Invalid XML character in json file

Invalid XML character in json file

Hi,
I am trying to parse a json file and I am getting following error,
Error on line 67114 of document  : An invalid XML character (Unicode: 0x3) was found in the element content of the document. Nested exception: An invalid XML character (Unicode: 0x3) was found in the element content of the document.
I checked the location in the file and it has value like, left\"
I checked XML unicode library and applied various replaceAll functions like,
.replaceAll("\r\n", "")
.replaceAll("\r", "")
.replaceAll("\n", "")
.replaceAll("\\0xA0", "")
.replaceAll("\\0x3", "")
in various combinations. Still didn't help.
One search lead to indication that it is an control character which comes due to error while encoding the file, thus used .replaceAll("\\0xA0", "").
Another thing I tried was to transfer data from original file (.txt) to another file (.txt) and kept encoding to UTF-8 on both sides. Used the output as Input, still same error. Tried same by converting in (.json) file.
Also replaced words 'xml' and '!DOCTYPE' from file in order to avoid XML conflict, still same issue.
Actually tFileInputJSON itself is giving error, so rule out any issues with tMap and other components.
Can someone shed some light on this issue??
Moderator

Re: Invalid XML character in json file

Hi,
Could you please try to replace carater ascii 0x8 by empty carater (string)
String.replaceAll("\\x08","")

 to see if it is OK with you?
Best regards
Sabrina
--
Don't forget to give kudos when a reply is helpful and click Accept the solution when you think you're good with it.

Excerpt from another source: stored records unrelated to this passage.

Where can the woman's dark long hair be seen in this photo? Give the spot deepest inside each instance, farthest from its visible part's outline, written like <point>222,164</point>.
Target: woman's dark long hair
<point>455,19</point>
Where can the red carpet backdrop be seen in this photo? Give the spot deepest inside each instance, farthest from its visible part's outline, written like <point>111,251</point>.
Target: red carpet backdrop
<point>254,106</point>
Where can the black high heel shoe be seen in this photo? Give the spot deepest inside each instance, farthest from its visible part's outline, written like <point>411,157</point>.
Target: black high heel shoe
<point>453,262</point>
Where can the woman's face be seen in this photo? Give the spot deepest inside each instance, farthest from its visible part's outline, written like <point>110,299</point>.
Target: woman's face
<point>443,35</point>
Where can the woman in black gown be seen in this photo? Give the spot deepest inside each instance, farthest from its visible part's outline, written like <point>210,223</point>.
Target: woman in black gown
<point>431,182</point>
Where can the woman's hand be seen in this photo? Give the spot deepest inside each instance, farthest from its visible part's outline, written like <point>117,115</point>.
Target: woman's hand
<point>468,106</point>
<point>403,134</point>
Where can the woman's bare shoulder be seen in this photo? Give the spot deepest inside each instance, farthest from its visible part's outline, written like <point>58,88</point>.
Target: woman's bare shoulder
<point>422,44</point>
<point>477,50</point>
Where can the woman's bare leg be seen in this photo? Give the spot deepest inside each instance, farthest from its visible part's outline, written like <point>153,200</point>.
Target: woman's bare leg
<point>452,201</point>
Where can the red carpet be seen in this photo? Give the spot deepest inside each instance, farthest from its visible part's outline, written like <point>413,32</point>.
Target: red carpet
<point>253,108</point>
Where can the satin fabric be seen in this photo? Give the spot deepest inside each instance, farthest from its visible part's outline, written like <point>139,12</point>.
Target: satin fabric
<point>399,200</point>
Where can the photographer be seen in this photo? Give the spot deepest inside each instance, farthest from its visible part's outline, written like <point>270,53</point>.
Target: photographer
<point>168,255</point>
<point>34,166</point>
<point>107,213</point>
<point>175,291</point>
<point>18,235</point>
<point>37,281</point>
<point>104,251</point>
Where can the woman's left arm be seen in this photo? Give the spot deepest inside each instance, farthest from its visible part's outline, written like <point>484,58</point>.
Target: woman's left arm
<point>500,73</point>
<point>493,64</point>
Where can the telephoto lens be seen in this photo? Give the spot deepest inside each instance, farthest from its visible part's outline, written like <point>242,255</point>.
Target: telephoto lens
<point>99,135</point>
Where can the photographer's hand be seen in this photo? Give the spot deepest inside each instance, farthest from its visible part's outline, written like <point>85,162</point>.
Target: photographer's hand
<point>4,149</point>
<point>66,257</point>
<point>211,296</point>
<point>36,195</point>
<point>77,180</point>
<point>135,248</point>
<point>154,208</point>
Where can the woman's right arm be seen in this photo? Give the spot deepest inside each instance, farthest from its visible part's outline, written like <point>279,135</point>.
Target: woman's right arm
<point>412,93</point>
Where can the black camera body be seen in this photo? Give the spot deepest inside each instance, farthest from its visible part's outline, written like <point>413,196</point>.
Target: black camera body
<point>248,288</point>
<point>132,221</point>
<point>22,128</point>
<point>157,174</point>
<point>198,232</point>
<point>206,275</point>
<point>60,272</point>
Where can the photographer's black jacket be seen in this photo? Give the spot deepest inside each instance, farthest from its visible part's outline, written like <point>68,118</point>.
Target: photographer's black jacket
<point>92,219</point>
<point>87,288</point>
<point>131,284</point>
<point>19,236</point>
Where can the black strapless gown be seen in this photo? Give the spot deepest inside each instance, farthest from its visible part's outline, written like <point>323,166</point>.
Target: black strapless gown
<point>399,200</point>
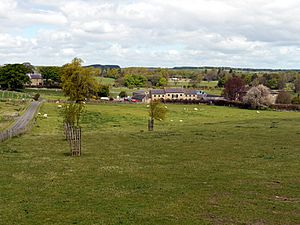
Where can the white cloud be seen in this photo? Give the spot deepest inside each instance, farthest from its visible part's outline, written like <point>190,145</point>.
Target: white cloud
<point>256,33</point>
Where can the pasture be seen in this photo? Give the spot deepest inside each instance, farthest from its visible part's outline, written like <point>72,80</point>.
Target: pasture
<point>218,166</point>
<point>9,111</point>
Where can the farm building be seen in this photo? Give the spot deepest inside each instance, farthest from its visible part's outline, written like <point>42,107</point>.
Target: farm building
<point>168,94</point>
<point>36,79</point>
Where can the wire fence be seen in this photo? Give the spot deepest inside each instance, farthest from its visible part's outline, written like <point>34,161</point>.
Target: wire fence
<point>24,124</point>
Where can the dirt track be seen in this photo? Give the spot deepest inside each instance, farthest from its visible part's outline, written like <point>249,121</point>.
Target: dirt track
<point>21,124</point>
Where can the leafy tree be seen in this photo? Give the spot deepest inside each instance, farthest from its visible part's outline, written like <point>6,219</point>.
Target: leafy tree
<point>71,113</point>
<point>163,82</point>
<point>13,76</point>
<point>135,81</point>
<point>234,88</point>
<point>283,98</point>
<point>114,73</point>
<point>156,112</point>
<point>103,91</point>
<point>77,82</point>
<point>296,100</point>
<point>297,85</point>
<point>123,94</point>
<point>51,74</point>
<point>258,96</point>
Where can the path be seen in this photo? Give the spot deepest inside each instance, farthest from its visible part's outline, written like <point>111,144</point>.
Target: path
<point>22,123</point>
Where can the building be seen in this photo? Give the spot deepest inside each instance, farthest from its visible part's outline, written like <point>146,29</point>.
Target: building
<point>141,96</point>
<point>36,79</point>
<point>168,94</point>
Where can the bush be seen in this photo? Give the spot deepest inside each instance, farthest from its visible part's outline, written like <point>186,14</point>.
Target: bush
<point>123,94</point>
<point>283,98</point>
<point>36,97</point>
<point>258,97</point>
<point>296,100</point>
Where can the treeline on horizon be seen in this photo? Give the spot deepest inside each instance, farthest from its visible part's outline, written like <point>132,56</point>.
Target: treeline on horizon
<point>133,77</point>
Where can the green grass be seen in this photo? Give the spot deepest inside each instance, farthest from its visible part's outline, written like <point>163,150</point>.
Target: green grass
<point>51,94</point>
<point>13,95</point>
<point>106,81</point>
<point>9,111</point>
<point>218,166</point>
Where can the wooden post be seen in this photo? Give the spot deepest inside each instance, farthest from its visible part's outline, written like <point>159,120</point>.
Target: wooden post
<point>150,124</point>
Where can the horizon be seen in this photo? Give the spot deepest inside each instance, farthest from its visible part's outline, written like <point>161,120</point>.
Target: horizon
<point>227,33</point>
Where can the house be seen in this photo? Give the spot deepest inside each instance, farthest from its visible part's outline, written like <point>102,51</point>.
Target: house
<point>140,96</point>
<point>176,94</point>
<point>36,79</point>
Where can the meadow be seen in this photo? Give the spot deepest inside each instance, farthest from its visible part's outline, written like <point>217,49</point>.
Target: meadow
<point>218,166</point>
<point>9,111</point>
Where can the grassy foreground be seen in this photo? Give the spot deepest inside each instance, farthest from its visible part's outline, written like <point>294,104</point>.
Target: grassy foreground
<point>217,166</point>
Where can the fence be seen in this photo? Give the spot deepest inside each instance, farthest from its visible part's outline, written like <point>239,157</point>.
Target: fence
<point>14,132</point>
<point>73,136</point>
<point>24,124</point>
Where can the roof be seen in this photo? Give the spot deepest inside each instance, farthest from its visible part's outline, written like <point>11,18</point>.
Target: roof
<point>175,90</point>
<point>157,92</point>
<point>139,92</point>
<point>191,92</point>
<point>139,96</point>
<point>35,76</point>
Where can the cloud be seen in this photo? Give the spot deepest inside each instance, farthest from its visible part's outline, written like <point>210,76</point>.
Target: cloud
<point>252,33</point>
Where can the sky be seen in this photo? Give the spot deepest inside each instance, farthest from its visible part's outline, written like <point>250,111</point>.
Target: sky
<point>153,33</point>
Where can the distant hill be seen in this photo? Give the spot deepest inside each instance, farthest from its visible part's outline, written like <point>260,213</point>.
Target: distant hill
<point>235,69</point>
<point>103,67</point>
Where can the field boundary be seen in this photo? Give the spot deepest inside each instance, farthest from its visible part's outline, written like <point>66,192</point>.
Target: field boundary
<point>23,124</point>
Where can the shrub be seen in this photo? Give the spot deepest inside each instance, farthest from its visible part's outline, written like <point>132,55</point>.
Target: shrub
<point>123,94</point>
<point>283,98</point>
<point>258,97</point>
<point>36,97</point>
<point>296,100</point>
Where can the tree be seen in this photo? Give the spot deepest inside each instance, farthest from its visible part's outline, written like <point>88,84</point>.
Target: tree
<point>162,82</point>
<point>13,76</point>
<point>123,94</point>
<point>283,98</point>
<point>297,85</point>
<point>156,112</point>
<point>234,88</point>
<point>51,74</point>
<point>135,80</point>
<point>114,73</point>
<point>296,100</point>
<point>258,97</point>
<point>103,91</point>
<point>77,82</point>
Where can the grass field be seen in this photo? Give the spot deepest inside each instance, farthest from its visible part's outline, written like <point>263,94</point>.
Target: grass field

Re: Invalid XML character in json file

Hi xdshi,
Thanks for solution... It didn't help completely, but helped up to some extent.
Before, the above mentioned issue would occur previously when the file would be read by tFileInputJSON... But now it reads the file, parses certain rows until it hits the line with invalid XML characters. Once invalid XML character comes up.. everyting after it is skipped...
A PHP colleague of mine provided me this query,
strip_tags($js->htmlContent->htmlBody)
Can't figure out how to use it in Talend..